– Nie ma tych 2 miliardów, to mogę powiedzieć, bo śledzę tę sprawę. Było 600 milionów, od wielu tygodni już wydanych. Jest wyzerowany fundusz dopłat, od wielu tygodni nie są podpisywane umowy. A chodzi przecież o inwestycje na tanie mieszkalnictwo w całej Polsce. […] Nie wiem, kiedy nastąpi ten „swój czas” – powiedziała Katarzyna Pełczyńska-Nałęcz w „Gościu poranka” TVP Info, pytana o wymianę zdań z ministrem rozwoju Krzysztofem Paszykiem na X:

– Ja nie szukam żadnego konfliktu, ja dowożę ludziom to, co cała koalicja i my razem się zobowiązaliśmy zrobić. Zobowiązaliśmy się budować tanie mieszkania w ramach społecznego budownictwa? Róbmy to. To jest to, co ja robię, o co zabiegam – przekonywała ministra funduszy i polityki regionalnej.

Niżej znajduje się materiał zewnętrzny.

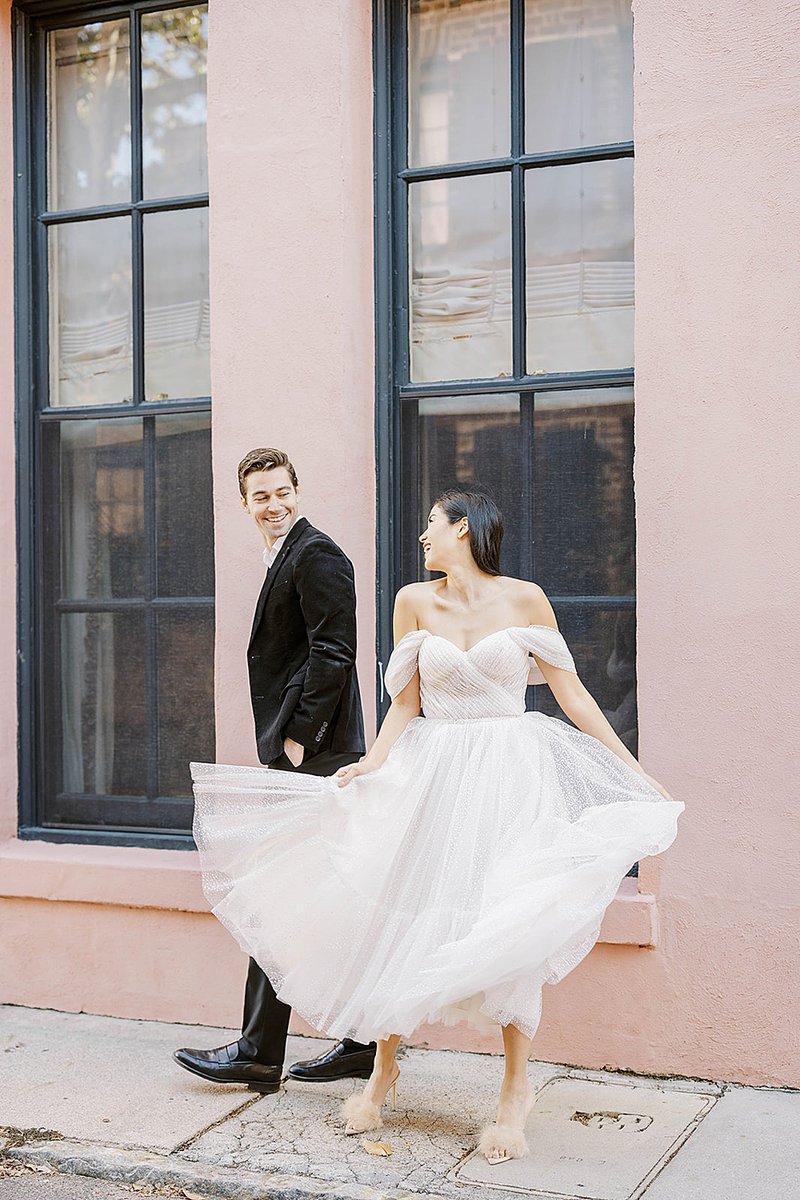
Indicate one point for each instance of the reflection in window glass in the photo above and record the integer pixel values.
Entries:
(89, 126)
(90, 312)
(459, 91)
(579, 267)
(603, 646)
(578, 73)
(174, 46)
(461, 277)
(583, 492)
(176, 318)
(101, 508)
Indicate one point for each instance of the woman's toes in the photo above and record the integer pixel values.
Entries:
(499, 1143)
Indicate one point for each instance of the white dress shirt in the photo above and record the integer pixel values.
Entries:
(271, 555)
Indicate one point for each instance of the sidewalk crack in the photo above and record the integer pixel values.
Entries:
(215, 1125)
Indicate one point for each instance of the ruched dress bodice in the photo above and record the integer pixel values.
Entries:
(453, 881)
(487, 679)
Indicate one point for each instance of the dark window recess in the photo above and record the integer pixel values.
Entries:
(505, 304)
(116, 582)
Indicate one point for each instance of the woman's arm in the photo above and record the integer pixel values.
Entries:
(404, 707)
(577, 702)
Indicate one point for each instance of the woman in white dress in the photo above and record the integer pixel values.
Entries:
(467, 859)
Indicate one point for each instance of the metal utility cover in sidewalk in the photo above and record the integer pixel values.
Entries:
(594, 1140)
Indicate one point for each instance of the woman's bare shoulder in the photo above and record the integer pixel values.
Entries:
(414, 597)
(533, 601)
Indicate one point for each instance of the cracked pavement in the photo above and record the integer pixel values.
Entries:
(100, 1098)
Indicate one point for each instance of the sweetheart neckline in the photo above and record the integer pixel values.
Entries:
(481, 640)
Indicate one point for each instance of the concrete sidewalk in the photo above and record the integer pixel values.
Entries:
(101, 1097)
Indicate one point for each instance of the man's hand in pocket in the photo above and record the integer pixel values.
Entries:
(294, 751)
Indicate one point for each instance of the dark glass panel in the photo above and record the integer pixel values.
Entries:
(101, 505)
(185, 696)
(603, 646)
(583, 487)
(184, 505)
(103, 708)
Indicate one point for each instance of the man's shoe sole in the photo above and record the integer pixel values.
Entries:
(253, 1085)
(328, 1079)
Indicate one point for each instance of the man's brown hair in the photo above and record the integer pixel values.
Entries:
(264, 459)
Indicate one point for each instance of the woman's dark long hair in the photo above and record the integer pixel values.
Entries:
(483, 521)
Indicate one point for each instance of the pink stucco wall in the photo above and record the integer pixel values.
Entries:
(696, 972)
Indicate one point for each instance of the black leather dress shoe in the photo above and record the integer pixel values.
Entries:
(346, 1060)
(228, 1065)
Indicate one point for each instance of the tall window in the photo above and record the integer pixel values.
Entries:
(114, 399)
(505, 318)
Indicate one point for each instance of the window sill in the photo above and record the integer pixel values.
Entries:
(132, 877)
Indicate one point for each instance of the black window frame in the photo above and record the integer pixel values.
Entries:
(392, 351)
(31, 23)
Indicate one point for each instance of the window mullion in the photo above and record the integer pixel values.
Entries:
(518, 304)
(151, 585)
(137, 219)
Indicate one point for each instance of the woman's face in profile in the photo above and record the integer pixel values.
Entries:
(439, 540)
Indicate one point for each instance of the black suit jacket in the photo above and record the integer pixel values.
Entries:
(301, 653)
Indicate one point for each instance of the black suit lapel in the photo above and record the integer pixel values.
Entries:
(293, 537)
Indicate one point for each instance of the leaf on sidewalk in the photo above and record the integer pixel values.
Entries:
(383, 1149)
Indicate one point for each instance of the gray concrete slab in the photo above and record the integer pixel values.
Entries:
(599, 1139)
(106, 1080)
(122, 1111)
(31, 1186)
(747, 1147)
(443, 1101)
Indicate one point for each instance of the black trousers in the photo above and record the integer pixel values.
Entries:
(265, 1023)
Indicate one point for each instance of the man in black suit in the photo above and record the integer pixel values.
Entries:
(307, 712)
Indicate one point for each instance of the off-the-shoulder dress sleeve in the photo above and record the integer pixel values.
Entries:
(402, 665)
(547, 643)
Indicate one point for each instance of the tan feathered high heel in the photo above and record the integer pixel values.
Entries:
(362, 1115)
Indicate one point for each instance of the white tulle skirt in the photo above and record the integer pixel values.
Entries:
(450, 885)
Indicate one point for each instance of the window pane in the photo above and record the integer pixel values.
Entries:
(89, 136)
(470, 442)
(185, 696)
(103, 712)
(578, 73)
(176, 304)
(579, 267)
(174, 47)
(101, 509)
(184, 505)
(603, 646)
(458, 81)
(461, 277)
(583, 498)
(90, 312)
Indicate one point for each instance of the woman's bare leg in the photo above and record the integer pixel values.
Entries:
(362, 1111)
(506, 1137)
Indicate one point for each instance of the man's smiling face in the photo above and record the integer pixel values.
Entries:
(272, 502)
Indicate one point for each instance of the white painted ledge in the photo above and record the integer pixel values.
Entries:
(169, 880)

– Pan mnie pyta o słowa innego ministra. Proszę zapytać pana ministra. Ja nie odpowiadam za słowa innego ministra, ja odpowiadam za siebie. Jeśli chodzi o mnie – walczę o wspólną sprawę, którą się zobowiązaliśmy ludziom dowieźć […] Dla mnie nie są ważne jakieś słowne, może niestosowne sformułowania. Dla mnie jest ważna sprawa. Obiecaliśmy – zróbmy – wskazała.